Let's entertain this idea:
What if the concurrency library gained a UTCTime type that makes it clear it is not calendrical date, but is good enough for our UTC deadline needs? Along with the UTCClock which would use the UTCTime for its Instant.
~~
The original proposal says:
SE-0329: Clock, Instant, and Duration / Lowering of Date/UTCClock
Originally the proposal included a concept of lowering Date
to the standard library in addition to altering its storage from Double
to a Duration
. There were strong objections on a few fronts with this move which ultimately had convincing merit. The primary objection was to the name Date
; given that there was no additional contextual API within the standard library or concurrency library this meant that Date
could easily get confused with the concept of a calendrical date (which that type definitively is not). Additionally it was rightfully brought up that Date
is missing concepts of leap seconds (which has since been accepted and proposed as an alteration to Foundation) because we see the utility of that as an additional functionality to Date
.
Also in the original revisions of the proposal we had a concept of WallClock
. After much discussion we feel that the name wall clock is misleading since the type really represents a clock based on UTC (once Date
has a historical accounting of leap seconds). But furthermore, we feel that the general utility of scheduling via a UTC clock is not a common task and that a vast majority of clocks for scheduling are really things that transact either via a clock that time passes while the machine is asleep or a clock that time does not pass while the machine is asleep. That accounting means that we feel that the right home for UTCClock
is in a higher level framework for that specialized task along side the calendrical calculation APIs; which is Foundation.
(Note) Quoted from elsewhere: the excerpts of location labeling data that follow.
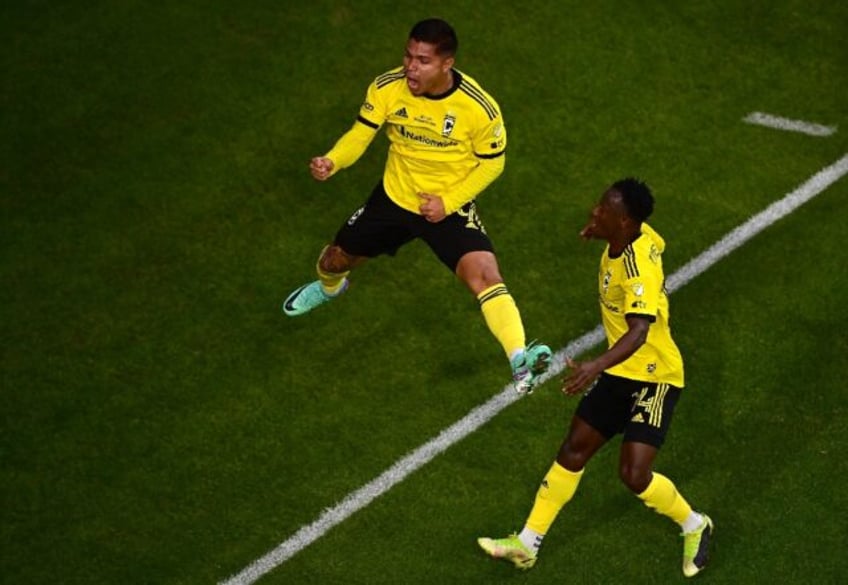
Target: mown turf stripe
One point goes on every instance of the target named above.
(779, 123)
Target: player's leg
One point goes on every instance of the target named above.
(461, 243)
(557, 488)
(371, 230)
(652, 408)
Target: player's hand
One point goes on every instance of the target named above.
(580, 376)
(432, 207)
(588, 232)
(321, 168)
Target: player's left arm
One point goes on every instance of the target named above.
(583, 373)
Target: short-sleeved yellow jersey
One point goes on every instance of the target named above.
(633, 283)
(435, 141)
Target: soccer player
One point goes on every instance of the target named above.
(637, 383)
(447, 143)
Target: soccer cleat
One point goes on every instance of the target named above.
(510, 548)
(529, 365)
(696, 546)
(307, 297)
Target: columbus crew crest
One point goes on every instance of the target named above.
(448, 124)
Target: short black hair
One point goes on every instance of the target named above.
(636, 197)
(436, 31)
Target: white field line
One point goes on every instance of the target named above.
(779, 123)
(485, 412)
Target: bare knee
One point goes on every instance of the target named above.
(479, 270)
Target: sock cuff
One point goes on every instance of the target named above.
(492, 292)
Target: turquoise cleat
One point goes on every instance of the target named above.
(307, 297)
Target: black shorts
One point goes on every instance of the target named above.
(642, 411)
(381, 227)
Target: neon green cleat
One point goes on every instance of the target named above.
(528, 366)
(307, 297)
(511, 549)
(696, 546)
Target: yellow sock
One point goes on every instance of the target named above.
(502, 317)
(331, 282)
(556, 490)
(662, 496)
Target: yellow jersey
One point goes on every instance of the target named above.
(436, 142)
(633, 283)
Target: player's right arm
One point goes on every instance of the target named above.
(355, 141)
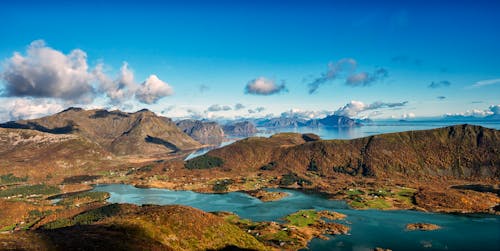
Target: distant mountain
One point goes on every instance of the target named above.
(461, 151)
(121, 133)
(334, 121)
(207, 133)
(240, 129)
(328, 121)
(282, 122)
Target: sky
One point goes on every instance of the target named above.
(229, 59)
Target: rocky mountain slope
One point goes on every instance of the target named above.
(328, 121)
(240, 129)
(40, 155)
(130, 227)
(207, 133)
(462, 151)
(121, 133)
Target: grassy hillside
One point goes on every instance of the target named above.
(139, 133)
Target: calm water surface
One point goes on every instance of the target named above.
(369, 228)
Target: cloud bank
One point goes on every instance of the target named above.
(264, 86)
(47, 73)
(354, 108)
(335, 69)
(44, 72)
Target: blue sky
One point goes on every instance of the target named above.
(207, 53)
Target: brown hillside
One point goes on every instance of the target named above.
(38, 154)
(462, 151)
(139, 133)
(130, 227)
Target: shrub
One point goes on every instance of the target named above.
(10, 178)
(221, 185)
(204, 162)
(292, 178)
(30, 190)
(313, 167)
(269, 167)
The first part are valid improvements that still have merit -- we could have a new integer based type that is the time, accounts for leap seconds, and lives in the concurrency library.
The second part, about it not being "common" I'm not so convienced about, I do feel it definitely can be pretty common to set deadlines based on some UTC time, especially when crossing devices. And I've had specific requests from network teams to provide deadline APIs in Concurrency that will scale nicely beyond a single device. Others have shown already that other languages readily offer such clocks in the core of a language, and I do agree with this sentiment as well.
So I'd still like to consider having this be a standard library type, and if not, we have to be really clear about why not and what the impact will be on practical use of deadline APIs in Swift concurrency.